I saw my pdoc yesterday so spent today being tired. I did go back and forth to my mom's to work on supper and made cornbread to go with our soup beans but that's it. I love my pdoc but 5 plus hours of driving montly is hard. Last night I missed my exit and took another way home. It only added a few minutes but it wasn't good.
My pdoc is worried about my anxiety score going up the last few months. She offered to let me go back up to my former dose of klonopin but I really don't want to go backwards, especially since something stressful has entered my life and it may be a while before I can go down again. Ultimately we decided to try making 200/400 mg of PRN gabapentin to routine and I'll take it at supper time. I'm just waiting to get to a few free days to start that.
Otherwise things have just been calm and restful which is what I need after those visits. I ordered a winter coat that I badly needed. Last year I bought a winter coat but the zipper broke nearly immediately and I returned it but never found anything I liked to replace it. Hopefully this one will be good. My old one is many years old and doesn't fit well anymore along with looking ratty.

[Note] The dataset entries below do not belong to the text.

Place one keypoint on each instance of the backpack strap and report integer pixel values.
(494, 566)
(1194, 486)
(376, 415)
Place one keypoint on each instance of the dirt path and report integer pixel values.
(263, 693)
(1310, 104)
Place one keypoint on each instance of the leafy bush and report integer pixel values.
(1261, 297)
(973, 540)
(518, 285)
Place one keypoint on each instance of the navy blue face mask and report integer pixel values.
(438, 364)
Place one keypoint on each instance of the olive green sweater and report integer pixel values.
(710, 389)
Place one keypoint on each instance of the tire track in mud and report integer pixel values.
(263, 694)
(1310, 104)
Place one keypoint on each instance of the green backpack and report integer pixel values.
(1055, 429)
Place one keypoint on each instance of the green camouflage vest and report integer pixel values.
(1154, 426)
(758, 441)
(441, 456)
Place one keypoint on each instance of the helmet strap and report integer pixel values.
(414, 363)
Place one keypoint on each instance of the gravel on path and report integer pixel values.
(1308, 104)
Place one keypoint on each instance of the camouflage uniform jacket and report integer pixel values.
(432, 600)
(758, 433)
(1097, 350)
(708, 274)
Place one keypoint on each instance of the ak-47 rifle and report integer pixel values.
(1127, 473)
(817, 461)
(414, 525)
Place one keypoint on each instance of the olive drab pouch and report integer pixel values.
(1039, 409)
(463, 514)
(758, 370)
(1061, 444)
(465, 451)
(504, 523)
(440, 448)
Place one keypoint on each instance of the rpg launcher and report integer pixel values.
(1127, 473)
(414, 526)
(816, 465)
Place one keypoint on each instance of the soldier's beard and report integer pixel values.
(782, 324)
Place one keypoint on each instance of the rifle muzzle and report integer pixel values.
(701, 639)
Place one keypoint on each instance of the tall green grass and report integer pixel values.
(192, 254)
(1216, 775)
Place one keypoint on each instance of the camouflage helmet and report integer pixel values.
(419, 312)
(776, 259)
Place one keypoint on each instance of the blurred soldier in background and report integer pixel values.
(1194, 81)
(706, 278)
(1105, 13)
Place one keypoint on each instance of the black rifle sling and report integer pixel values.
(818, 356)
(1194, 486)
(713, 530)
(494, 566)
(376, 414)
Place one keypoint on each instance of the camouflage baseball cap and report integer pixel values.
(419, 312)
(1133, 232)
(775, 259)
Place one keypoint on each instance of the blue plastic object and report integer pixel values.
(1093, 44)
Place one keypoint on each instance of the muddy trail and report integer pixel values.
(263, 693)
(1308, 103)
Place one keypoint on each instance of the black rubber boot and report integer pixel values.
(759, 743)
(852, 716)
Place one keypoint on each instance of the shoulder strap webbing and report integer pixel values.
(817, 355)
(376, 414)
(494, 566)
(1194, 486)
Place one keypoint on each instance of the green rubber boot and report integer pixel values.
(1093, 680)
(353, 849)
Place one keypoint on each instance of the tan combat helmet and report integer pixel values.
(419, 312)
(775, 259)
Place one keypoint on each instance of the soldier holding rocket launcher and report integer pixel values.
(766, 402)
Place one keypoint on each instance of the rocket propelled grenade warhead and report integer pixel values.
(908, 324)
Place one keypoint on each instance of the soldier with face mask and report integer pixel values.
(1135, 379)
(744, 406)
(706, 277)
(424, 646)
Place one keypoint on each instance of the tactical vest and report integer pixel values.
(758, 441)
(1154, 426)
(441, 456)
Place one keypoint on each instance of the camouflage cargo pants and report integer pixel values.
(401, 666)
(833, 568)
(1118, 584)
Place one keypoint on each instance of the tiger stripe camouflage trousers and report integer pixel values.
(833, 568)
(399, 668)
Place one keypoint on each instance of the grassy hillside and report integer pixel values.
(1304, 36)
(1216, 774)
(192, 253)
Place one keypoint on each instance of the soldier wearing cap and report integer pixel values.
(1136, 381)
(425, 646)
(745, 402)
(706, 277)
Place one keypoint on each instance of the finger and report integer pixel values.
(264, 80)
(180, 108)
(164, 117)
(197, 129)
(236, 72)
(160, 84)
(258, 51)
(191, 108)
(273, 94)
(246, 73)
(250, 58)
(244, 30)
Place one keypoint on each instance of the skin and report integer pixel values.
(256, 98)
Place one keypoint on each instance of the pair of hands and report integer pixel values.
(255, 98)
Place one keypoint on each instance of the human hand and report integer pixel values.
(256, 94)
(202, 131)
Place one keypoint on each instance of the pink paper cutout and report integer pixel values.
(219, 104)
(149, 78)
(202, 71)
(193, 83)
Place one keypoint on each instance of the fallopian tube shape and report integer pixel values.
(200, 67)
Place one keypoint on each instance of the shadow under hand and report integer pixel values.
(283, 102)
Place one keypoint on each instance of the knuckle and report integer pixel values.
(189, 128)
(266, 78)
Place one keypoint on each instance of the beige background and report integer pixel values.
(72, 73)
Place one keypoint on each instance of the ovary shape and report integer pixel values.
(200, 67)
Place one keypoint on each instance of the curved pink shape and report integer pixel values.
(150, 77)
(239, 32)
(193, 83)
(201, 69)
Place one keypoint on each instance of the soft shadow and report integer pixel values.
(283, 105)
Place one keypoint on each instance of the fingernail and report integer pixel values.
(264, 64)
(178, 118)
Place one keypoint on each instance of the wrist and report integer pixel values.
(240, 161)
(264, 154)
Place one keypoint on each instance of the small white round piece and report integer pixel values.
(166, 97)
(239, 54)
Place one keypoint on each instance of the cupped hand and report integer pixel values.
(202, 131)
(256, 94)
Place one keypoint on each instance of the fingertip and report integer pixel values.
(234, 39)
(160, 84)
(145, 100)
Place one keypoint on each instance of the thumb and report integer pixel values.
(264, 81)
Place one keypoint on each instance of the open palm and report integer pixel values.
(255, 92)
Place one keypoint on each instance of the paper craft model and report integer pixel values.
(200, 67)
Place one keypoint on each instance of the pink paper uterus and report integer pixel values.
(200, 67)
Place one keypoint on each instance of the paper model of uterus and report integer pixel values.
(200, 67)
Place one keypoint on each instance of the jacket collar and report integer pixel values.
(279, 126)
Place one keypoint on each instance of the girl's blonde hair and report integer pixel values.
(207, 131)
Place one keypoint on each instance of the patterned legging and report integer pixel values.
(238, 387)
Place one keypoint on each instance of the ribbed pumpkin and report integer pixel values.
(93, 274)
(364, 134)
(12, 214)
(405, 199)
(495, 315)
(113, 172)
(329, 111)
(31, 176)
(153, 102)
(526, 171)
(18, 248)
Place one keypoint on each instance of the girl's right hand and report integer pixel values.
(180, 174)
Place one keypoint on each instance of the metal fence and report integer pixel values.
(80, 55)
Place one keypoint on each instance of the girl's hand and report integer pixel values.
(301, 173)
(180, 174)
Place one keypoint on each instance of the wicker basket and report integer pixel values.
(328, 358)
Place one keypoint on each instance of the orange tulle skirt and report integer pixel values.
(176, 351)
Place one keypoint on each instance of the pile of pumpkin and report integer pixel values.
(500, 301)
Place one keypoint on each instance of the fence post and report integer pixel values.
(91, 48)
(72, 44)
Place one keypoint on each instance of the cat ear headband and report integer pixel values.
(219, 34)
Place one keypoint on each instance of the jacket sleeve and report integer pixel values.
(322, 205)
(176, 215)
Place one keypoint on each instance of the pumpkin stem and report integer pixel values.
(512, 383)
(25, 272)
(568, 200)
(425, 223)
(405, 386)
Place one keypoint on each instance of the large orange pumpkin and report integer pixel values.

I'm beginning to be anxious about my colonoscopy/endoscopy. I am not worried about the procedures but that they may find something. I assume they suspect something or they wouldn't do the scopes. Or they suspect some parasite that will show up on biopsy? It's hard because a loved one has just been diagnosed with cancer and so I'm hyper-alert.
My mom made arrangements to go see my nieces Thursday and I've been ridiculously upset since I realized I have a vet appointment for my cat and Bible study that night and can't go. I miss my nieces. But there is a plan for them to be up next week I think.
I'm getting tired. I hope I sleep like I did last night--just one awake time and it was only 45 minutes or so.
Good night to all and sleep well to all who need it!